Monday, Jan. 04, 1954

Jingle Bells

Student nurses, with dark capes billowing behind their white uniforms, pranced into a back ward at Central Oklahoma State Hospital at Norman one day last week. Their exaggerated steps kept time with the firm beat of The Stars and Stripes Forever, played fortissimo over the public-address system. In their hands, accenting the rhythm still more, they held tambourines, clappers, castanets, maracas, and even bongo drums. Other nurses, also armed with noisemakers, stood around among the patients.

Despite the determined assault on their senses of sight and sound, many of the patients seemed not to notice. They were long-term cases of the type once despairingly classified as hopeless. They had withdrawn from the world about them into impenetrable fantasies. Some catatonics stood in statuesque poses, as they had for hours. Others remained curled up, catlike. in a protective ball.

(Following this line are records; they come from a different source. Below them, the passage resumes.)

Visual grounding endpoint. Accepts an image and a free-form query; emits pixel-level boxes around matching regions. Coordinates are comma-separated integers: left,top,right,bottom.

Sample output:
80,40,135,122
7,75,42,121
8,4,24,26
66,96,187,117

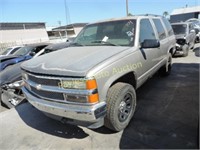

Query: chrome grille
31,87,64,100
28,74,60,86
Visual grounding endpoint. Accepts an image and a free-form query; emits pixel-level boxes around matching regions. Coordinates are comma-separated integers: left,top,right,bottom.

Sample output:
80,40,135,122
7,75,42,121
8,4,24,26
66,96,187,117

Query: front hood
21,46,129,77
175,34,185,39
0,55,18,62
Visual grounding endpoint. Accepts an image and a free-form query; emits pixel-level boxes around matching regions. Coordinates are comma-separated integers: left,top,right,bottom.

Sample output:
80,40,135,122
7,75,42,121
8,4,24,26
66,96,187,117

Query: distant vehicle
0,43,49,71
186,18,200,42
33,42,70,58
0,42,70,108
0,46,22,57
171,22,196,57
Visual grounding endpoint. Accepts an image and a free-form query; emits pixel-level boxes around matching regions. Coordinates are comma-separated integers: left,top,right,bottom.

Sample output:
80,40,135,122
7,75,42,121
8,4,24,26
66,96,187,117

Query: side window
153,19,166,40
139,19,156,43
162,18,174,36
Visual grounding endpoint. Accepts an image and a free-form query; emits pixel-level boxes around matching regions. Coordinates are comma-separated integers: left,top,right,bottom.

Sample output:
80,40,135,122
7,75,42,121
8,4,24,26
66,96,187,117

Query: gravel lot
0,44,200,150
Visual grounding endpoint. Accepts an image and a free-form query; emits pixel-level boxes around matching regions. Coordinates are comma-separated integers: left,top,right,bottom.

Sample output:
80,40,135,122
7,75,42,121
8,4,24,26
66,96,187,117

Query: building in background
47,23,87,41
170,6,200,23
0,22,49,47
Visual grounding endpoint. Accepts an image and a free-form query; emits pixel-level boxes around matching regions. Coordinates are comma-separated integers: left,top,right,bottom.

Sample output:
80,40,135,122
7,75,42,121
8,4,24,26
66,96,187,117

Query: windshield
2,48,12,55
13,46,34,56
172,24,187,35
72,20,136,46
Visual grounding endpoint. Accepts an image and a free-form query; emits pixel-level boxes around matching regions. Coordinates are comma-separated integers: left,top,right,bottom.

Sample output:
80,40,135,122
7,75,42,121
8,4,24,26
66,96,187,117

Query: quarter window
153,19,166,40
139,19,156,43
162,18,174,36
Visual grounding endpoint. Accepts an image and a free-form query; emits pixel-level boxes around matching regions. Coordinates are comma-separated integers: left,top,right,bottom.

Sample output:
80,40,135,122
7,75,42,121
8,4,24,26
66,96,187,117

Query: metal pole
64,0,68,38
126,0,128,16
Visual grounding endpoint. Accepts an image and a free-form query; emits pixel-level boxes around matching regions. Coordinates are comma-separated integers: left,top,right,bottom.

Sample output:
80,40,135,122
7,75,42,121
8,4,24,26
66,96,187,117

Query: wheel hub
118,93,133,122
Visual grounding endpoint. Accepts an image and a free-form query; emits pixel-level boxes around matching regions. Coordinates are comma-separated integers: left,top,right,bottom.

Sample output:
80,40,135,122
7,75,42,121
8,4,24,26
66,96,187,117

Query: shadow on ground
15,103,88,139
120,63,199,149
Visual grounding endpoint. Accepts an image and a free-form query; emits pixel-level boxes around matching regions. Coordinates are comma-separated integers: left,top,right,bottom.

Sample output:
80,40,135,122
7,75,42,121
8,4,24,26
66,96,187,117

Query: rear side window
153,19,167,40
163,18,174,36
139,19,156,43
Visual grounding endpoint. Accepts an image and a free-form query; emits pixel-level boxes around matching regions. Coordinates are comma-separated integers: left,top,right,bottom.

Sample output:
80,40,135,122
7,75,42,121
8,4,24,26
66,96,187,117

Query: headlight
58,79,97,90
59,79,99,103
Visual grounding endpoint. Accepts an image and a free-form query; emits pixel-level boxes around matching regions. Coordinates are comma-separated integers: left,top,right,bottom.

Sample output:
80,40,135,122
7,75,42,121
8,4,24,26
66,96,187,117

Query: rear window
163,18,174,35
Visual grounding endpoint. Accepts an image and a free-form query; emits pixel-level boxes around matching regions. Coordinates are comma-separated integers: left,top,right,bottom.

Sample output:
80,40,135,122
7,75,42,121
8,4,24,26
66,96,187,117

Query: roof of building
0,22,45,30
52,23,88,30
171,6,200,15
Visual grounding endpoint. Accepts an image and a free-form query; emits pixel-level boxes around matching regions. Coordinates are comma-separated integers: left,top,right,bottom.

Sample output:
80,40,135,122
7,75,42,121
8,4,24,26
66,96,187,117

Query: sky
0,0,200,26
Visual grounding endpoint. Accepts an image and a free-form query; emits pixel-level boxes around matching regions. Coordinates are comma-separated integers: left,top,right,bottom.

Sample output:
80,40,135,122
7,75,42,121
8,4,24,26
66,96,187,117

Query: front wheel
105,82,136,131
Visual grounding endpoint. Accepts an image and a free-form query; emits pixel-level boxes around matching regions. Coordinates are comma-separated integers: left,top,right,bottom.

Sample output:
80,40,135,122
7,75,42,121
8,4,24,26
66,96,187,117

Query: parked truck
21,15,176,131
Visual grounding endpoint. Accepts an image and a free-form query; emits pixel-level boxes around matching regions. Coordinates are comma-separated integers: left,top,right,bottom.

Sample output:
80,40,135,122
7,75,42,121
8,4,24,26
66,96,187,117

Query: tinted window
153,19,166,40
72,20,136,46
172,24,187,35
139,19,156,43
163,18,174,35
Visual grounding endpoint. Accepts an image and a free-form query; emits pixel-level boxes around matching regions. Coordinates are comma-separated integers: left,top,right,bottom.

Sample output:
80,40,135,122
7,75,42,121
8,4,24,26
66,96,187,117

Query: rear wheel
105,82,136,131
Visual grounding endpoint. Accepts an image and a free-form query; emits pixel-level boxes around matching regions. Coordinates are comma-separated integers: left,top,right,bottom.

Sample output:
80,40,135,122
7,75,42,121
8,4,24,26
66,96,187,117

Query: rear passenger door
152,18,169,62
139,19,160,73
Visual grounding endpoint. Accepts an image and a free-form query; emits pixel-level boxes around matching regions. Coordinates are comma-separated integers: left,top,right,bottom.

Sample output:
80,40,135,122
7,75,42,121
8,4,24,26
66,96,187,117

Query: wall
0,29,49,47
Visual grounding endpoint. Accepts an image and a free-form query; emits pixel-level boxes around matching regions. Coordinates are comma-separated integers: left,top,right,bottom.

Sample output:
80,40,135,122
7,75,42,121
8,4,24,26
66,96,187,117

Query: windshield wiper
91,40,117,46
70,43,84,46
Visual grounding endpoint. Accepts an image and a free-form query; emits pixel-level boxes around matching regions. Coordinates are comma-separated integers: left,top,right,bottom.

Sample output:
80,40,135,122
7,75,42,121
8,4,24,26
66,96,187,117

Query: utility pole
126,0,128,16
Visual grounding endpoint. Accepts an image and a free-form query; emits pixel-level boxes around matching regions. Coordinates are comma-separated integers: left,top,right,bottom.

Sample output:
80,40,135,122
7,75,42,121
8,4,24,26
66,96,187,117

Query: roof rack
136,14,163,17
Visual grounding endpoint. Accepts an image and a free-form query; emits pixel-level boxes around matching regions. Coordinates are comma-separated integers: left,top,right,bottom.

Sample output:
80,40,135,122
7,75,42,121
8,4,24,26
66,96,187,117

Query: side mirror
29,52,35,57
141,39,160,48
190,30,196,33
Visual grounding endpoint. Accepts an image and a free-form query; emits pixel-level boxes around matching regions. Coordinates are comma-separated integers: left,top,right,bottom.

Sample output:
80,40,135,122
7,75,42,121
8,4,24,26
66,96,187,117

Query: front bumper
22,87,106,125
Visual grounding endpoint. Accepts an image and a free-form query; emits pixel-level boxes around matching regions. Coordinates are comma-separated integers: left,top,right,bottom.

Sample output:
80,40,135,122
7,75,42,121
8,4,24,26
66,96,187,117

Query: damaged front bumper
22,87,106,128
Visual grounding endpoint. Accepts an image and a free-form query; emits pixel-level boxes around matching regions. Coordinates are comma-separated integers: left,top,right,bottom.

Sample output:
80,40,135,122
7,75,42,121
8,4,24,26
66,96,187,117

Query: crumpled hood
21,46,129,77
0,55,18,62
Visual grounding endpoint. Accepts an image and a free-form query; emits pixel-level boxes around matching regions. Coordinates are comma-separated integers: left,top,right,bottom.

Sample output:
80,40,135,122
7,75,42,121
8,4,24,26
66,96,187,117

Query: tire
104,82,136,132
182,45,189,57
159,53,172,77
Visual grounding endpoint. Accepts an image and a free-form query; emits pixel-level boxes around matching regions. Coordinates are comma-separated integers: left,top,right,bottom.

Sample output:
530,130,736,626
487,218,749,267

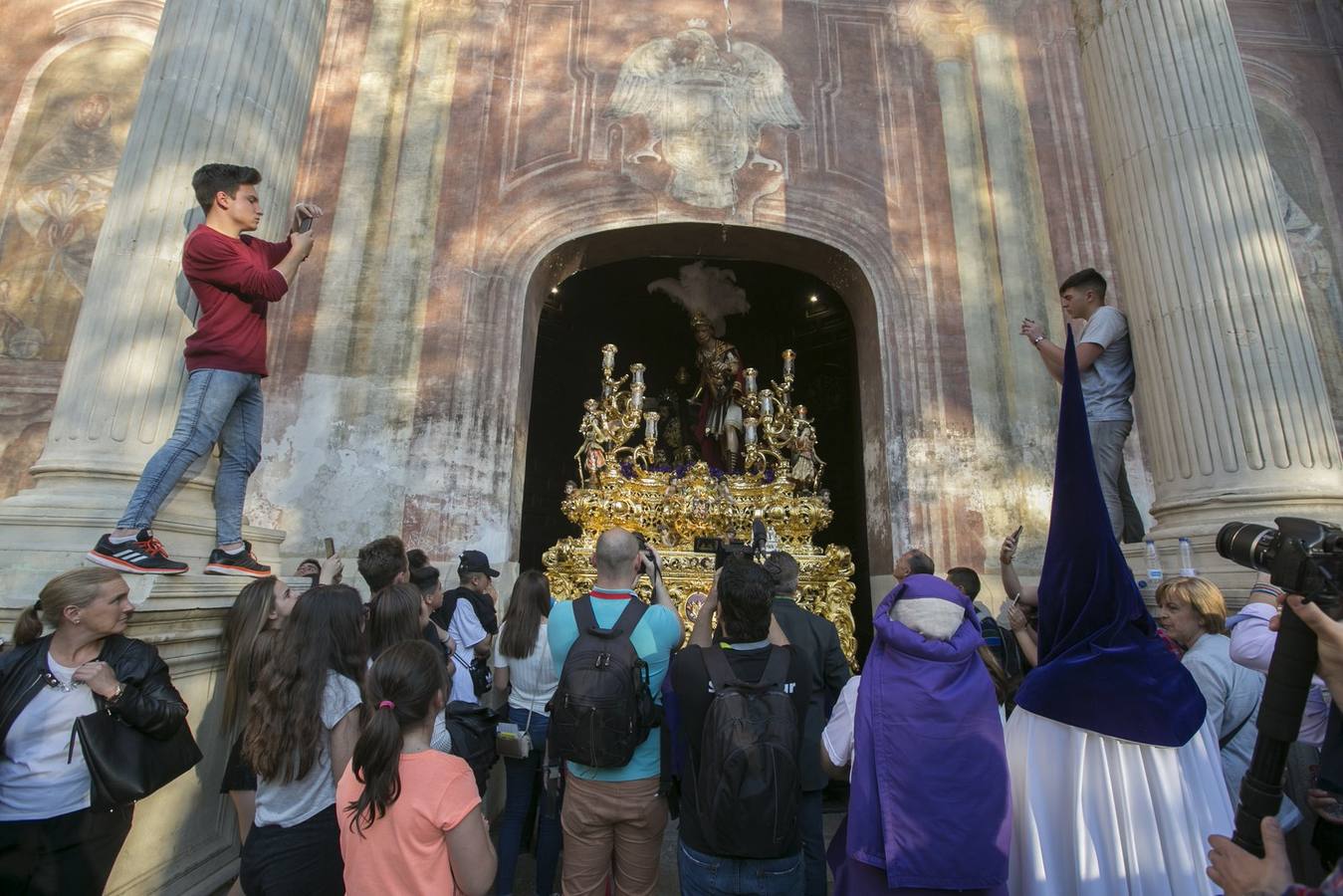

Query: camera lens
1217,523,1277,572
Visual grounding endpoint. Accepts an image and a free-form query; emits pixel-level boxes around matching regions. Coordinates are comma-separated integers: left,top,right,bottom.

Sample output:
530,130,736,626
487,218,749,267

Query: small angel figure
573,397,605,486
788,404,826,489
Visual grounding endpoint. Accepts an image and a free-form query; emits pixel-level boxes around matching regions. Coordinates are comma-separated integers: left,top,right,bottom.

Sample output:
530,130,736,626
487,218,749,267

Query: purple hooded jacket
831,575,1011,893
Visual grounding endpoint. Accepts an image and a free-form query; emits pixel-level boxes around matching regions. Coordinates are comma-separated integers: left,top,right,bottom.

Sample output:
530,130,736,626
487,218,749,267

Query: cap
457,551,500,579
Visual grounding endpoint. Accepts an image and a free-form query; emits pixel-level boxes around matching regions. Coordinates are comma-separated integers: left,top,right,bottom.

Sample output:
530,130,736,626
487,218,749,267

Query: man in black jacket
435,551,500,635
765,551,849,896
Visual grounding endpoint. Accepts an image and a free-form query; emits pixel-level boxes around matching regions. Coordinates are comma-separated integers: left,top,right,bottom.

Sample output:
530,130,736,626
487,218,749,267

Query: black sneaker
205,542,270,579
85,530,187,575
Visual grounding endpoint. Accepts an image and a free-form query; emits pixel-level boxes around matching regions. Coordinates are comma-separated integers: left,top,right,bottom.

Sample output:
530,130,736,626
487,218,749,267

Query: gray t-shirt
1080,305,1134,423
255,672,361,827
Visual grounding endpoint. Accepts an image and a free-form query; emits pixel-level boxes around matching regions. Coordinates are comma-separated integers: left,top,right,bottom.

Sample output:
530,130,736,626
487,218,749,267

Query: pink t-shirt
336,750,481,896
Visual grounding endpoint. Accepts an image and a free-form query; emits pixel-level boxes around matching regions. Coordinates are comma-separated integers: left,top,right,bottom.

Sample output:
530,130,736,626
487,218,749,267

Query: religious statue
787,404,826,491
690,315,743,473
573,397,605,485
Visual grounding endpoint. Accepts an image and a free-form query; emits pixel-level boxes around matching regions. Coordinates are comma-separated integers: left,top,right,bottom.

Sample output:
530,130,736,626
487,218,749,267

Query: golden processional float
543,342,857,662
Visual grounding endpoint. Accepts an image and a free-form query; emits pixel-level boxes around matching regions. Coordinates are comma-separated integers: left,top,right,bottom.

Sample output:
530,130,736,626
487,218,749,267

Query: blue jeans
797,789,826,896
494,707,560,896
677,839,807,896
116,370,262,544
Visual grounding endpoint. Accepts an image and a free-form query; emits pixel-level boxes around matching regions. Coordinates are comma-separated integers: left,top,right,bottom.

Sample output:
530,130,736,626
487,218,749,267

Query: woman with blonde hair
0,568,187,893
1156,576,1301,830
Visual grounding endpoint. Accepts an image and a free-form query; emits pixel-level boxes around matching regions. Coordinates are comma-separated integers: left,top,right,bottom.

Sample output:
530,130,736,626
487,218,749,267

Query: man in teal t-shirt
547,530,685,896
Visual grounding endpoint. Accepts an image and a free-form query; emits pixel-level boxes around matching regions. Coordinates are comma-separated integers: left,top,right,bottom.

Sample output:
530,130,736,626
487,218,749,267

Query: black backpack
694,647,801,858
550,596,662,769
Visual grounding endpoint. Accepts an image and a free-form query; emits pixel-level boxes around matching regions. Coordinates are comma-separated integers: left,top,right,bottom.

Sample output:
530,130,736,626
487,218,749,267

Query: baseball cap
457,551,500,579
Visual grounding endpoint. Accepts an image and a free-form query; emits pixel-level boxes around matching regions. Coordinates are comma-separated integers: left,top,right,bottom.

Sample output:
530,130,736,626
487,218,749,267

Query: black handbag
67,709,201,808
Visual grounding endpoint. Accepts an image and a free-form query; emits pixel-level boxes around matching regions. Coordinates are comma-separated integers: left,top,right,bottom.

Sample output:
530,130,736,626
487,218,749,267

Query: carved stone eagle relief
604,20,801,208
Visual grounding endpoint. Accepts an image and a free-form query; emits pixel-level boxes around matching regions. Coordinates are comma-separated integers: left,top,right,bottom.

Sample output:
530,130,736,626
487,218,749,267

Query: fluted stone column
0,0,327,584
1074,0,1343,557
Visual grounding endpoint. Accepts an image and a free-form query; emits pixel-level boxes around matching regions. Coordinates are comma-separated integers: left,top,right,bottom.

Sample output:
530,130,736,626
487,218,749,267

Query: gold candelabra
543,345,857,661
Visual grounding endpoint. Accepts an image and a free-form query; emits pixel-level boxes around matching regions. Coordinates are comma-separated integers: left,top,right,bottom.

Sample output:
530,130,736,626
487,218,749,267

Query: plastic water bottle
1147,539,1162,587
1179,539,1198,575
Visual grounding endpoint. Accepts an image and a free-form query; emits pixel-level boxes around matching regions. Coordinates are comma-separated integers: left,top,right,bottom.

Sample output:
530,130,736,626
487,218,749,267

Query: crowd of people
0,164,1343,896
0,518,1343,896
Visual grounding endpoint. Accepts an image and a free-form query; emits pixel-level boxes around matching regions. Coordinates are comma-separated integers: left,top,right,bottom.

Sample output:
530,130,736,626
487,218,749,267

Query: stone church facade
0,0,1343,892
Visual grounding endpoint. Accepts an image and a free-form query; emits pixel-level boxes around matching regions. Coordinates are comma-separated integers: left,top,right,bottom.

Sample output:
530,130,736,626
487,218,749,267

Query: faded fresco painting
1254,103,1343,437
0,40,149,361
605,19,803,208
0,38,149,497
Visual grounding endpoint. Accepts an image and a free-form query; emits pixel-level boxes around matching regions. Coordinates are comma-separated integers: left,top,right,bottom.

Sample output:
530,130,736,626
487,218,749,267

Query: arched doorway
516,224,903,650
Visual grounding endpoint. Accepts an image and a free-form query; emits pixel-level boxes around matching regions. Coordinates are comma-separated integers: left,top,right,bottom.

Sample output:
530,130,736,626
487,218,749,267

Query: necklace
42,669,84,693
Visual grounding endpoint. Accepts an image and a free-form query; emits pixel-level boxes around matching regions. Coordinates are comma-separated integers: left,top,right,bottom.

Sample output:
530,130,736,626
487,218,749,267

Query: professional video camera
1217,516,1343,856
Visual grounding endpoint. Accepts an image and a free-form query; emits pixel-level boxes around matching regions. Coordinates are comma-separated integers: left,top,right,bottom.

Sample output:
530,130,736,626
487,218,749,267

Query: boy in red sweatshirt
88,164,323,577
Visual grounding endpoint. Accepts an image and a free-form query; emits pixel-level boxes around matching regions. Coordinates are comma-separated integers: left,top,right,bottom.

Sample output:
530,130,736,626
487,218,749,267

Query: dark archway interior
520,257,872,651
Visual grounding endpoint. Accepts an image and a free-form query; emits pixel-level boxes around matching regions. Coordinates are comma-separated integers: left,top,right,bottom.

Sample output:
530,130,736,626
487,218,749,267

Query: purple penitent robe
830,575,1011,895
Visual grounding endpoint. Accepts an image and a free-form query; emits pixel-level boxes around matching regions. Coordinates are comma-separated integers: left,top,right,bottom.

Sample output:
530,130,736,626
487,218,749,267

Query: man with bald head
547,530,684,896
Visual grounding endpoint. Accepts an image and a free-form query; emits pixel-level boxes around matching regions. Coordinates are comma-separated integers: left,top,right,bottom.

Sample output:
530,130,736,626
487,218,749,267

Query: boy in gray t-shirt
1020,268,1143,542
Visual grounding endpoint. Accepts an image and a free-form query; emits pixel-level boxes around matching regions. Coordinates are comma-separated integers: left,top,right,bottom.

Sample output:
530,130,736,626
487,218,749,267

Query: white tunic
1006,707,1232,896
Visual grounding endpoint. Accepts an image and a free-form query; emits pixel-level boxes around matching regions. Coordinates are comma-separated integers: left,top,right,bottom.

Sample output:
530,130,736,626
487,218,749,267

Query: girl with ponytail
336,639,496,896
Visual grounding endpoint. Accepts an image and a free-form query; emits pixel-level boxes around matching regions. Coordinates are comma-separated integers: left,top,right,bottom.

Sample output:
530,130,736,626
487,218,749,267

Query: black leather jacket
0,634,187,746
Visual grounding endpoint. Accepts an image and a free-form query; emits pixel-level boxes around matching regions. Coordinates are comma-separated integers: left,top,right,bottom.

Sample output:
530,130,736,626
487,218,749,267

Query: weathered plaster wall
251,0,1107,582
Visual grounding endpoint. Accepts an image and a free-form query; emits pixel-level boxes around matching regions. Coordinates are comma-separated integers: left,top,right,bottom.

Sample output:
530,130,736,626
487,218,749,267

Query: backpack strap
573,593,596,635
573,595,649,638
761,645,792,687
700,645,738,695
611,595,649,638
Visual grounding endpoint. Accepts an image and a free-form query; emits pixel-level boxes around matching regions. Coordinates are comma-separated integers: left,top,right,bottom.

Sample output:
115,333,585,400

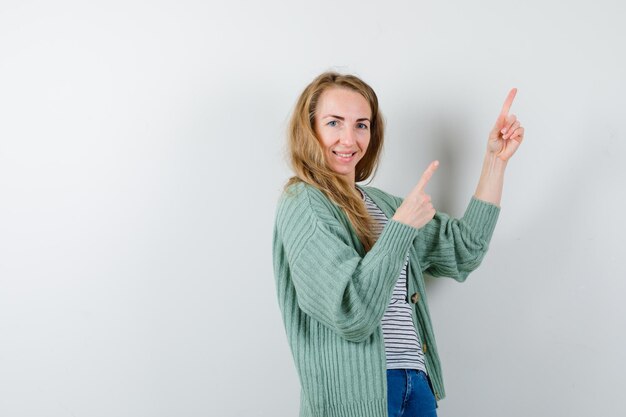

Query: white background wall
0,0,626,417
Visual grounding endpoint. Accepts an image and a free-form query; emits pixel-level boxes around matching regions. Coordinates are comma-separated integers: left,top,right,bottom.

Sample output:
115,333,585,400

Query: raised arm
474,88,524,206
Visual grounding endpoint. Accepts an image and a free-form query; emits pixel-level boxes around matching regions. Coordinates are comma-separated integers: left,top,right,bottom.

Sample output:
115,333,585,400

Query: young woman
273,72,524,417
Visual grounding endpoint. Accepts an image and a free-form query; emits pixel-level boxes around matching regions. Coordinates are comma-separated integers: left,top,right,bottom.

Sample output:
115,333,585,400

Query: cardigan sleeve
274,187,418,342
415,197,500,282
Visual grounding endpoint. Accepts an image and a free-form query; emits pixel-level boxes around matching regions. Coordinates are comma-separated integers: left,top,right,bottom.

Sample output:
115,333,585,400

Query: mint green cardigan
273,183,500,417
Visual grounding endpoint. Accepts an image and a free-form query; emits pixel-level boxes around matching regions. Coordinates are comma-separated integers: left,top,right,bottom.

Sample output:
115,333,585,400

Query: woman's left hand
487,88,524,161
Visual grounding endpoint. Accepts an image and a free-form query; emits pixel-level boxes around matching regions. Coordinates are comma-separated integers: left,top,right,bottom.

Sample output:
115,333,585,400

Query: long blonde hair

A nurse spotted a woman patient who was watching the dance with childlike wonder as she squatted cross-legged in the shadows. The nurse talked soothingly to her for a while, pushed the hair back from her face, then put the tambourine in her open hand. The patient's fingers closed around it. With more coaxing, she shook it so that it tinkled. She smiled faintly. She shook it again, harder, and the nurse asked, "Isn't that fun?" The patient murmured, "Yes, I believe it is."

That was the first intelligible sentence the woman had uttered in four years. Nothing else that the overworked psychiatrists had been able to devise had ever drawn this patient even that far out of her shell. Soon she will stand with others in a ring around the dancers, jangling her tambourine. At first she will not keep time, but gradually she will pick up the beat. She will be in touch once more with those who want to help her.

To Superintendent Harold Witten's way of thinking, this will be the patient's first move toward getting back into step with society. Though music has been used for centuries to calm patients in many kinds of hospitals, only recently has it been used to break through the icy calm of schizophrenics. At Central State, Dr. Witten has introduced one of the most vigorous programs of music therapy in the U.S.

He tries to match the music to the patients. For the elderly and conservative, there are Gay Nineties tunes; for the young, bop. Except for deliberately sedative programs, strong rhythm is essential to get attention. After contact with the patient has been regained, the doctors can go to work with occupational and recreational therapy. Music itself is no cure, but it has helped so many patients that Dr. Witten says: "We don't talk in terms of hopeless cases; we don't believe there are any." Now 30 of the patients are so far recovered that they turned the tables on the staff, put on their own music program for Christmas.